Official title: Ensure equal protection of the law, to prevent racism in the Federal Government, and for other purposes.
Introduced February 4, 2025 by Eric Stephen Schmitt · Last progress February 4, 2025
The bill sharply restricts federal and federally funded DEI programs and trainings to protect employees from compelled ideological instruction and reduce related federal spending, but does so at the cost of dismantling institutional capacity to identify and remedy discrimination, creating legal uncertainty, administrative disruption, job losses, and potentially large litigation exposure for agencies and recipients.
Federal employees cannot be compelled to take DEI, critical theory, intersectionality, or sexual orientation/gender-identity trainings, and are protected from personnel penalties for refusing such trainings or related statements.
The bill stops agencies from maintaining many dedicated DEI offices and prohibits federal spending on certain DEI trainings/programs, reducing federal programmatic spending and compliance obligations tied to those activities.
Recipients of federal funds (including contractors and grant recipients) may continue to operate EEO and ADA functions as historically organized, preserving established disability accommodations and nondiscrimination processes.
Employees and contractors who worked in eliminated DEI offices or provided DEI services face job losses, reassignment bans, or reduced funding for their positions.
Removing DEI offices, banning many DEI trainings, and restricting data/equity tools will reduce agencies' and institutions' capacity to identify and address workplace discrimination and inclusion problems, likely harming marginalized employees and students' access to remedies and supports.
Broad prohibitions and vague definitions of 'prohibited DEI practices' create legal uncertainty, spur litigation over what is banned, and could chill discussion, training, or programmatic activity on systemic bias and inclusion.
Based on analysis of 19 sections of legislative text.
Eliminates many federal DEI offices, bans certain DEI trainings and practices for agencies, contractors, grantees, advisory committees, and education programs, and enables private lawsuits with daily statutory damages.
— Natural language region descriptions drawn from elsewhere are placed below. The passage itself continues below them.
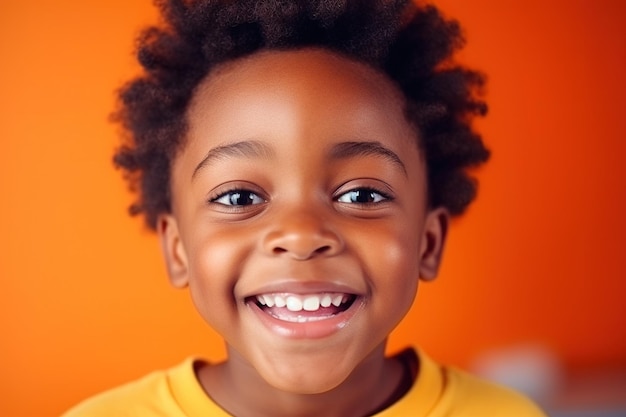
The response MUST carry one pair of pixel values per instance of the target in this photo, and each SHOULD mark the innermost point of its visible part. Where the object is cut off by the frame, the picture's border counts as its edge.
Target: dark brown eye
(238, 198)
(362, 196)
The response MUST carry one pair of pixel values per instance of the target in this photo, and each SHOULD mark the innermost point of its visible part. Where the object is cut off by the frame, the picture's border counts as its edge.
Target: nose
(302, 235)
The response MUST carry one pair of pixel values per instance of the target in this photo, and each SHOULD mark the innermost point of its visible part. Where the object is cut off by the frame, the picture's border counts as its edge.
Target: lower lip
(308, 330)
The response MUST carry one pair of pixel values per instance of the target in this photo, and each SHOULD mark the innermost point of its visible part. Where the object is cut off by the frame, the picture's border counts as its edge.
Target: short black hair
(412, 44)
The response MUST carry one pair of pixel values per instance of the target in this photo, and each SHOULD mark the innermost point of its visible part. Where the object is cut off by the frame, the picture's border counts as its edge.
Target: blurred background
(533, 288)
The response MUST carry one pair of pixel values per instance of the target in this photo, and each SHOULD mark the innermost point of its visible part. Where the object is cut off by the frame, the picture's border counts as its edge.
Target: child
(299, 162)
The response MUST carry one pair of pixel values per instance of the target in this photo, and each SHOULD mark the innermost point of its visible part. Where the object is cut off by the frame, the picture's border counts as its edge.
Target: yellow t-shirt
(437, 392)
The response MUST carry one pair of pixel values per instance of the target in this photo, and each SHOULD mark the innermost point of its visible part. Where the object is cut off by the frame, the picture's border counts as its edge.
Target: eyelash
(369, 192)
(238, 191)
(254, 198)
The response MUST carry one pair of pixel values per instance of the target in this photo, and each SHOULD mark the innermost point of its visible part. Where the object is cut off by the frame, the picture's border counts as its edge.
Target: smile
(304, 308)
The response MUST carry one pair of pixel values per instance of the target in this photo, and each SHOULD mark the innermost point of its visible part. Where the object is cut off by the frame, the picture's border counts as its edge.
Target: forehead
(314, 81)
(301, 99)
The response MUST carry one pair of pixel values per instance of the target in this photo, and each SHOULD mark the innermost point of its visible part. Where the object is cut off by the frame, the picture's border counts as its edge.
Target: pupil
(363, 197)
(241, 199)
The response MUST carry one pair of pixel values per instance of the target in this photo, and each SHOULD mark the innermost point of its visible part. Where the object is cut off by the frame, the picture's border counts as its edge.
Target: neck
(240, 390)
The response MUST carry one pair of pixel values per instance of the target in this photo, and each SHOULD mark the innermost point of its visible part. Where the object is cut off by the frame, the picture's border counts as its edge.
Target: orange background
(540, 256)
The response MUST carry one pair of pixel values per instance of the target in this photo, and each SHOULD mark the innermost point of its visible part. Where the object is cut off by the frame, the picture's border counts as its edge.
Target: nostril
(279, 250)
(323, 249)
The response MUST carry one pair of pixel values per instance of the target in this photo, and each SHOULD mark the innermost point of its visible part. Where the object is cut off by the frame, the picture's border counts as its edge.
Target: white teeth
(294, 303)
(269, 300)
(337, 300)
(280, 301)
(310, 302)
(326, 301)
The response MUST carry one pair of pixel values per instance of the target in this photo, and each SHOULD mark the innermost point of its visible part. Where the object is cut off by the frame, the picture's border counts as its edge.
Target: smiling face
(299, 220)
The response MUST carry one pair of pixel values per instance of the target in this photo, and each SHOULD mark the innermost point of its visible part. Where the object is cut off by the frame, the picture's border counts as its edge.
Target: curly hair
(412, 44)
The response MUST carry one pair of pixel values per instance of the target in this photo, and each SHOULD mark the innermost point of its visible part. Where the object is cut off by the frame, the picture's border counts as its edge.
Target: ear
(433, 240)
(173, 250)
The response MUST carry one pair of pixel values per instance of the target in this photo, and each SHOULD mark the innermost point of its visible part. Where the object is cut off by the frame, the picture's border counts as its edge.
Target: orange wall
(540, 256)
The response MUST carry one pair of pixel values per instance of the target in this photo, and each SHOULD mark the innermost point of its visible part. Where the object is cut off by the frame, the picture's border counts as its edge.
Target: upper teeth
(295, 302)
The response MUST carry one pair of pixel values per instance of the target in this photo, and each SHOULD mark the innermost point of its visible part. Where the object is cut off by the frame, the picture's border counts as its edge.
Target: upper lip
(291, 286)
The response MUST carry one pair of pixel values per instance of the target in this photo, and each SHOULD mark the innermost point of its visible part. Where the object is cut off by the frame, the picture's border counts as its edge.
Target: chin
(304, 381)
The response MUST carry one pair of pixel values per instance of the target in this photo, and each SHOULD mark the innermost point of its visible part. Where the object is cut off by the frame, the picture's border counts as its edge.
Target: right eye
(238, 198)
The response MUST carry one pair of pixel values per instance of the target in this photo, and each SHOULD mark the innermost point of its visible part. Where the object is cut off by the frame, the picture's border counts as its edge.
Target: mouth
(303, 308)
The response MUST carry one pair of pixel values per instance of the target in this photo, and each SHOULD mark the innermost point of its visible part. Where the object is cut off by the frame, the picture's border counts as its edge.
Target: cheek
(214, 267)
(393, 264)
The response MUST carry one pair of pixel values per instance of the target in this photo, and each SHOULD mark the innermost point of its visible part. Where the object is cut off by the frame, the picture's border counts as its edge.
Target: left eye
(238, 198)
(362, 196)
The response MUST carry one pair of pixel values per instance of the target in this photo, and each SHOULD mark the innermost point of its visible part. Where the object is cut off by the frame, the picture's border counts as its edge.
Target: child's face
(300, 182)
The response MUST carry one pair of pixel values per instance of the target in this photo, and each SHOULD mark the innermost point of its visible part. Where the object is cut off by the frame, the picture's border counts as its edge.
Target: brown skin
(300, 230)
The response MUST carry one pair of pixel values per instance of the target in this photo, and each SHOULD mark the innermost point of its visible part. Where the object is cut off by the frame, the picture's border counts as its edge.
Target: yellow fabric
(437, 392)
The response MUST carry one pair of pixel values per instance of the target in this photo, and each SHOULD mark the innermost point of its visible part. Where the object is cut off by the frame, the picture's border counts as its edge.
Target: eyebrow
(345, 150)
(243, 149)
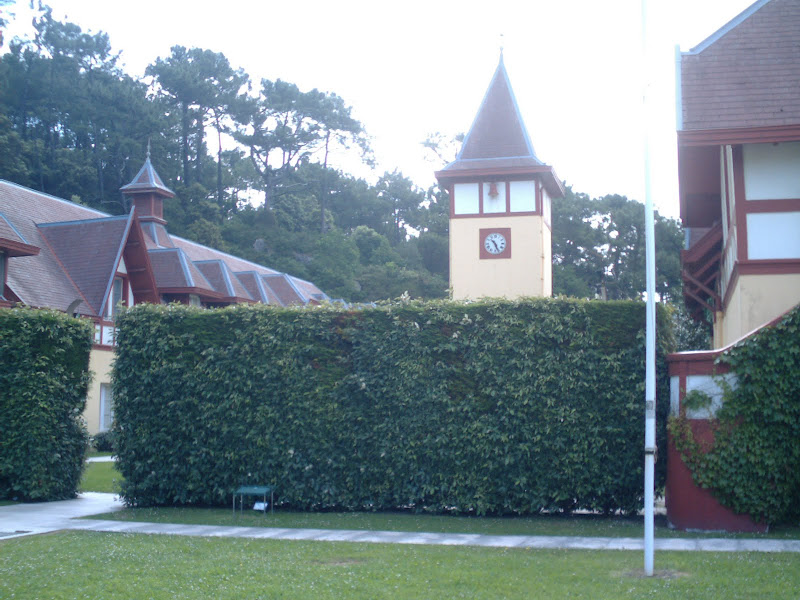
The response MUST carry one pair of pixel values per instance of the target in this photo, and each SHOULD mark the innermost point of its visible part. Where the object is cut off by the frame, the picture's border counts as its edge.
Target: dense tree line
(249, 162)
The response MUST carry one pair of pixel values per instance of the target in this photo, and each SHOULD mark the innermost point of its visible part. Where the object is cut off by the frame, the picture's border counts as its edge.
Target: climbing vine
(753, 465)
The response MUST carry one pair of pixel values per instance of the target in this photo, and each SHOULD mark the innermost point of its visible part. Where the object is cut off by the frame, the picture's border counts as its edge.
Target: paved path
(26, 519)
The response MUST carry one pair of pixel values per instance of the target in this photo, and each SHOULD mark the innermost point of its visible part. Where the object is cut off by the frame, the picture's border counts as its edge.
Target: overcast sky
(412, 68)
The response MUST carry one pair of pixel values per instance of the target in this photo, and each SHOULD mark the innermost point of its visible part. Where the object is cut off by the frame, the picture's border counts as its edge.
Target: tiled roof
(173, 270)
(223, 279)
(156, 235)
(9, 232)
(89, 250)
(498, 131)
(41, 280)
(79, 247)
(498, 142)
(12, 242)
(147, 180)
(747, 74)
(255, 287)
(284, 289)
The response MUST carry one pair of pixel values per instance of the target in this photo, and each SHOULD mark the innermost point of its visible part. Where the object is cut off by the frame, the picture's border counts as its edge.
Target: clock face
(494, 243)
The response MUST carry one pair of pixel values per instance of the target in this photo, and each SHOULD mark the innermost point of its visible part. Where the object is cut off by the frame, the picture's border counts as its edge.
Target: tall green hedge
(754, 464)
(44, 377)
(491, 407)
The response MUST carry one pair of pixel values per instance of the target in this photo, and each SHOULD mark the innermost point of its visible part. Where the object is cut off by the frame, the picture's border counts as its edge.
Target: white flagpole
(650, 354)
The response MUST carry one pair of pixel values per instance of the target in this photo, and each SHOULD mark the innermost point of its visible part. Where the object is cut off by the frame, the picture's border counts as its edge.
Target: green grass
(121, 566)
(101, 477)
(578, 525)
(96, 454)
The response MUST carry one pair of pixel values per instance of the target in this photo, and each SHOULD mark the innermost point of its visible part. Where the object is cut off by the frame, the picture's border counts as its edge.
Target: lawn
(577, 525)
(101, 477)
(96, 454)
(110, 565)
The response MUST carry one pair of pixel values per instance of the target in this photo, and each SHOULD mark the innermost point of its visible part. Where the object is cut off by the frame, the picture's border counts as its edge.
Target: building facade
(739, 170)
(61, 255)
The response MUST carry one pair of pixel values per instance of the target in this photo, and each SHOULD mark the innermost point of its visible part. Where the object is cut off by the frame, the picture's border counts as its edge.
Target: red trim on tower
(739, 196)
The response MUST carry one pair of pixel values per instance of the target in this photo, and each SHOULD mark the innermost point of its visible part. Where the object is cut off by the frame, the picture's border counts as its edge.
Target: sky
(413, 68)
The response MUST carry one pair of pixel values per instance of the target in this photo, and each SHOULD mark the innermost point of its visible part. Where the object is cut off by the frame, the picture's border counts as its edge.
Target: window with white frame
(106, 407)
(3, 263)
(117, 295)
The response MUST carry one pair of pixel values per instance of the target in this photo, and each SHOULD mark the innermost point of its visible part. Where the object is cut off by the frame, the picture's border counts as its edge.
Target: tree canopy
(250, 166)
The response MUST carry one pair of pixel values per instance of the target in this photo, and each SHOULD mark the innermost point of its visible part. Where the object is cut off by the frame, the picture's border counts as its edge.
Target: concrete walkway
(102, 459)
(27, 519)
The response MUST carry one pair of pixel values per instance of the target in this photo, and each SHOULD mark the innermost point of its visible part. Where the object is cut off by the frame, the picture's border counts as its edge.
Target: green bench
(258, 491)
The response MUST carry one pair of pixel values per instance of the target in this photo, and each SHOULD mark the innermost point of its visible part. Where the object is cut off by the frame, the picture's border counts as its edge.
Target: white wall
(465, 199)
(523, 196)
(772, 171)
(773, 235)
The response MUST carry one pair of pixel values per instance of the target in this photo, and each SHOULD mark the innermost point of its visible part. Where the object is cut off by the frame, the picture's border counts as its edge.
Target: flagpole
(650, 353)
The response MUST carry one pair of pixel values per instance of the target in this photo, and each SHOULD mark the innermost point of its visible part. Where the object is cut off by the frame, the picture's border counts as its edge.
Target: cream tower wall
(529, 271)
(100, 362)
(754, 301)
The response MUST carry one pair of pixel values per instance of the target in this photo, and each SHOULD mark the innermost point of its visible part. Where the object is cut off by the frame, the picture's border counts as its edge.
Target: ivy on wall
(491, 407)
(44, 378)
(753, 465)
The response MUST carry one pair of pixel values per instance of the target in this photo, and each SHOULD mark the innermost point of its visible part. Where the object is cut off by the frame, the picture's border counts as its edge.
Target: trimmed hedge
(753, 466)
(44, 378)
(493, 407)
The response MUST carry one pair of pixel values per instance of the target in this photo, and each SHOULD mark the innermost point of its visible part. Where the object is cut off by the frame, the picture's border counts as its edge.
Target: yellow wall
(527, 273)
(755, 300)
(100, 366)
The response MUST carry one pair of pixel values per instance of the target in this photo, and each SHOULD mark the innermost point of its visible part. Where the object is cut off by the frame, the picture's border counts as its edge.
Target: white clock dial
(494, 243)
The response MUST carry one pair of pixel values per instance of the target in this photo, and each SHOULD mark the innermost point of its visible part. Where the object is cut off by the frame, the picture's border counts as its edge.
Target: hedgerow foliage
(493, 407)
(753, 466)
(44, 377)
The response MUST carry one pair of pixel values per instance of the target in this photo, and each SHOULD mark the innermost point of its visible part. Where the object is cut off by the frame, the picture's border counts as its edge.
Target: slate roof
(747, 74)
(498, 141)
(80, 248)
(146, 180)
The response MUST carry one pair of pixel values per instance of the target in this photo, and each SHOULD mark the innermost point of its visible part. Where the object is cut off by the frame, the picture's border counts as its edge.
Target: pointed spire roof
(498, 142)
(147, 180)
(498, 130)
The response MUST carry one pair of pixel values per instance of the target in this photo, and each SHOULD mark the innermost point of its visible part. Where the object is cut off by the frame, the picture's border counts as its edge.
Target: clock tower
(500, 195)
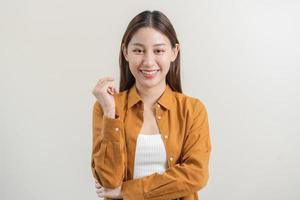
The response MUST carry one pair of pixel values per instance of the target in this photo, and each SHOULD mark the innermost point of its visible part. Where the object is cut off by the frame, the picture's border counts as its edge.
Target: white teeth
(149, 73)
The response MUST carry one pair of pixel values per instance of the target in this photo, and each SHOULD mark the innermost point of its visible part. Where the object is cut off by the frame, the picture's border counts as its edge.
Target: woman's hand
(102, 192)
(103, 91)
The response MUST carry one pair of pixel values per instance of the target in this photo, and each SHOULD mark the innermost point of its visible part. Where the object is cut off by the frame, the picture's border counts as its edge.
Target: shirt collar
(166, 99)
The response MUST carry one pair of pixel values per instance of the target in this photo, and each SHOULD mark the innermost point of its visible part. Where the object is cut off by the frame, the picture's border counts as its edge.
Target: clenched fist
(103, 91)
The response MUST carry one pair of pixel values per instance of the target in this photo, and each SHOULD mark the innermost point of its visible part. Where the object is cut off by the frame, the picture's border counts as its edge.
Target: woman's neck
(150, 95)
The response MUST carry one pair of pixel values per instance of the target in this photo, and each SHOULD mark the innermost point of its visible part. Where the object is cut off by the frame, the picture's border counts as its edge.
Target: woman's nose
(149, 59)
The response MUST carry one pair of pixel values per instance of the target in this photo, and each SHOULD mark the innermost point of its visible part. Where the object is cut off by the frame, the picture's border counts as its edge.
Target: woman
(150, 141)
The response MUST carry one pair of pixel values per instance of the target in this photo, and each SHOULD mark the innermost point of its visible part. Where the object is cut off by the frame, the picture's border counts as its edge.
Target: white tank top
(150, 155)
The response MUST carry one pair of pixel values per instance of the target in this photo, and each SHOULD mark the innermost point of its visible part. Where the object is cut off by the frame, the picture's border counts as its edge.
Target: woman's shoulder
(189, 102)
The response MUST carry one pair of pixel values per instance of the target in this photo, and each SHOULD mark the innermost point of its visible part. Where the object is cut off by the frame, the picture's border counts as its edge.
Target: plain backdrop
(240, 57)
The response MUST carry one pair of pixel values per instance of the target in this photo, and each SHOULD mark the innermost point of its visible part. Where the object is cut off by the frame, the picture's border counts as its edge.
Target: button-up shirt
(183, 124)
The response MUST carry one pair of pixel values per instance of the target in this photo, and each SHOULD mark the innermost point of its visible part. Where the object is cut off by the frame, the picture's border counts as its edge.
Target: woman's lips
(149, 73)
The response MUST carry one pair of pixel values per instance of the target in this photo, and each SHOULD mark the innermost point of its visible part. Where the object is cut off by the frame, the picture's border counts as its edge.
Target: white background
(241, 58)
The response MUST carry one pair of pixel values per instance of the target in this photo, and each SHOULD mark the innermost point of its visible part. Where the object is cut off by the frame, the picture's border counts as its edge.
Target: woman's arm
(181, 179)
(108, 155)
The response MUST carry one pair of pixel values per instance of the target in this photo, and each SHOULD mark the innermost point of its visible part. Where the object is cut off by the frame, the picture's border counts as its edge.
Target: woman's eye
(159, 51)
(137, 51)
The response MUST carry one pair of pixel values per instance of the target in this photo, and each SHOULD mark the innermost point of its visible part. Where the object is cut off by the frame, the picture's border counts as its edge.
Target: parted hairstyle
(158, 21)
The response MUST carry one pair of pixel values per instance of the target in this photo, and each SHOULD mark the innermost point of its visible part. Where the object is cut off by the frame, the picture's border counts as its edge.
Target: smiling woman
(150, 141)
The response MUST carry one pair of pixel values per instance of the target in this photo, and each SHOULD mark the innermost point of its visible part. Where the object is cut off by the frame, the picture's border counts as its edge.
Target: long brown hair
(161, 23)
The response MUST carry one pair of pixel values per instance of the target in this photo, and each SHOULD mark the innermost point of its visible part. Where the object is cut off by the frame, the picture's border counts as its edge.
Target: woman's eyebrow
(139, 44)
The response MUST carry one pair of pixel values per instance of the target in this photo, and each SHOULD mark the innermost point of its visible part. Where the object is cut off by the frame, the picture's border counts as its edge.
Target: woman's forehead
(149, 37)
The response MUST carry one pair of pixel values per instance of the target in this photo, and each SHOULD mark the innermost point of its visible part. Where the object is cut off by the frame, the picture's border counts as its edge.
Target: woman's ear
(124, 51)
(175, 51)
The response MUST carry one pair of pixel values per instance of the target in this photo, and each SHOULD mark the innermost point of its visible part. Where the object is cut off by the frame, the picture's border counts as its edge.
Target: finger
(99, 191)
(98, 186)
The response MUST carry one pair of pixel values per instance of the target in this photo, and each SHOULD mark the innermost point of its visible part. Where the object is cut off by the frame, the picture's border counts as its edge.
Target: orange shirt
(183, 125)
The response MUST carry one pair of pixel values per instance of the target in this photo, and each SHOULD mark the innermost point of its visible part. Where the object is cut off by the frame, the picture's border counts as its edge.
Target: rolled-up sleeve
(108, 159)
(184, 178)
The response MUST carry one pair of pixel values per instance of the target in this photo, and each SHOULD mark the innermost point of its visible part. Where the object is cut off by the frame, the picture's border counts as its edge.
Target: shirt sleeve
(108, 159)
(183, 178)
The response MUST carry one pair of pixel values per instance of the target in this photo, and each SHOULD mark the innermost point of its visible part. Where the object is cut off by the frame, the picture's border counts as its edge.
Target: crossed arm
(180, 180)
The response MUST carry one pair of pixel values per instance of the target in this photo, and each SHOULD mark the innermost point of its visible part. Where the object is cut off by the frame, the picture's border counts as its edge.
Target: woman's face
(149, 55)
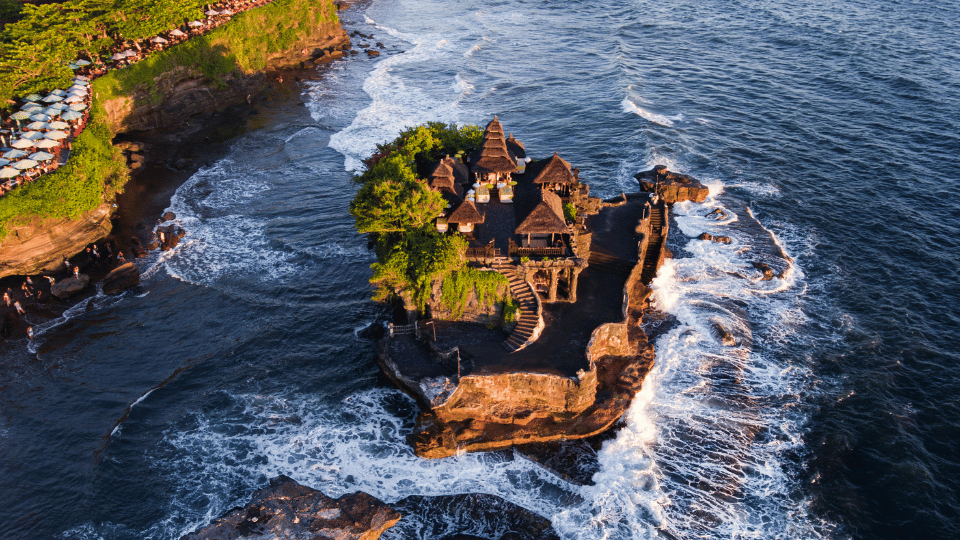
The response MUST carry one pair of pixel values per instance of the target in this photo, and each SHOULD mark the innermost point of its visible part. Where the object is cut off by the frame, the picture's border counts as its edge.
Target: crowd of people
(36, 139)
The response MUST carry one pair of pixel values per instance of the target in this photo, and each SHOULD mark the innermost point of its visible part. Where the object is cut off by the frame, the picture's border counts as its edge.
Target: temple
(578, 269)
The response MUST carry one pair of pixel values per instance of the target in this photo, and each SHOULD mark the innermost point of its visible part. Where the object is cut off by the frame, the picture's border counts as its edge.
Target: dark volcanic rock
(717, 239)
(70, 286)
(292, 511)
(673, 187)
(123, 277)
(472, 515)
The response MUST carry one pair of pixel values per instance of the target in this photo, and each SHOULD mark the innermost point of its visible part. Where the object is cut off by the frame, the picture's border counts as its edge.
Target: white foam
(666, 121)
(219, 242)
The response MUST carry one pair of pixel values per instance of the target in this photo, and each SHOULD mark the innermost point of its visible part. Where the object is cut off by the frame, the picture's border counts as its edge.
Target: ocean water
(835, 415)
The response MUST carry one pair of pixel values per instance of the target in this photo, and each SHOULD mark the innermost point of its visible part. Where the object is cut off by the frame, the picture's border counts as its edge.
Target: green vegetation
(96, 171)
(485, 283)
(397, 209)
(36, 50)
(511, 311)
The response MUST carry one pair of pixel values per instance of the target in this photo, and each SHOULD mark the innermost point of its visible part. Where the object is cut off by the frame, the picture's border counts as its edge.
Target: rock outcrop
(292, 511)
(125, 276)
(70, 286)
(42, 246)
(673, 187)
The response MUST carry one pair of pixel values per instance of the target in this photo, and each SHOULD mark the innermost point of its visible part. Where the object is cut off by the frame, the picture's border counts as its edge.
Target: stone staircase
(529, 320)
(654, 247)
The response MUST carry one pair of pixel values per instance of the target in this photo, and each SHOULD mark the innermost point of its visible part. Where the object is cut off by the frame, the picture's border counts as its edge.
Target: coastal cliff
(201, 76)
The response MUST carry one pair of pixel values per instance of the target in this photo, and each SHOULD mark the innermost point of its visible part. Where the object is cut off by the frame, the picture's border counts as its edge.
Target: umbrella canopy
(47, 143)
(24, 164)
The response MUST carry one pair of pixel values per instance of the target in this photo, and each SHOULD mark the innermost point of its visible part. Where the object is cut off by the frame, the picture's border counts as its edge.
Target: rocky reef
(286, 509)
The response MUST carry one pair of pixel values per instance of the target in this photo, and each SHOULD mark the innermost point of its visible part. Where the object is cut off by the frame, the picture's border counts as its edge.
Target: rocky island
(529, 329)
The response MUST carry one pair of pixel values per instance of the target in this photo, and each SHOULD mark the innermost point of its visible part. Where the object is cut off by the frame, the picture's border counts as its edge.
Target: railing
(538, 252)
(402, 329)
(482, 253)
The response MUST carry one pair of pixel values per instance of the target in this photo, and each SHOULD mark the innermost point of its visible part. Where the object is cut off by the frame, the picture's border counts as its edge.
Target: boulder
(673, 187)
(123, 277)
(70, 286)
(289, 510)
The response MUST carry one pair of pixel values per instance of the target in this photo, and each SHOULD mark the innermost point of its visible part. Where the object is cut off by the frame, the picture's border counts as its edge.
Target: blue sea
(834, 124)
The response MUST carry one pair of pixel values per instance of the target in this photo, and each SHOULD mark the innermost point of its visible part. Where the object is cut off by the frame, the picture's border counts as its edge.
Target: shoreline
(170, 157)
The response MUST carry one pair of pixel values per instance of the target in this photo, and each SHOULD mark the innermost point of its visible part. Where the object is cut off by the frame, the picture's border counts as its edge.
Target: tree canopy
(397, 209)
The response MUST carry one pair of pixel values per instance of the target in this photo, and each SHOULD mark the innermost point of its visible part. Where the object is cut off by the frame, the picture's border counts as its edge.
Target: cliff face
(29, 250)
(164, 90)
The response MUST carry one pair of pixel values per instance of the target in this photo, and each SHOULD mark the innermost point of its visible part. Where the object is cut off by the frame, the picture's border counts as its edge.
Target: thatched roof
(546, 217)
(554, 171)
(515, 148)
(466, 213)
(494, 127)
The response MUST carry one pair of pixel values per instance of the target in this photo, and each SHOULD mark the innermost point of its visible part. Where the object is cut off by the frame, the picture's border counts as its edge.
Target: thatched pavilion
(545, 225)
(554, 174)
(493, 162)
(466, 216)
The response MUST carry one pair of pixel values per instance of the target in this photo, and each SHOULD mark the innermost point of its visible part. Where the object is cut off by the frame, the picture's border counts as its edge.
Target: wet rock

Prohibits and dismantles a broad set of federal diversity, equity, inclusion, and accessibility (DEI/DEIA) programs, offices, trainings, and related requirements across executive branch agencies, federal contracting, federal grants, advisory committees, higher education accreditation, and K–12 programs. It rescinds specified executive orders and national security memoranda, requires agencies to terminate or wind down DEI offices and programs within set deadlines, blocks federal funding and contract/grant participation for many DEI practices, and creates private rights of action with statutory monetary penalties for violations. The bill changes personnel and procurement rules (including prohibitions on certain trainings and on maintaining DEI offices), amends multiple statutes to repeal or remove DEI authorities at financial regulators, defense, HHS, DHS, and other agencies, and adds enforcement tools (agency enforcement parallels to Title VI, grant/contract terms, and private lawsuits with minimum daily damages). Many deadlines (90 days for program wind‑down, 180 days for regulatory revisions) are specified but the bill does not itself appropriate new funds.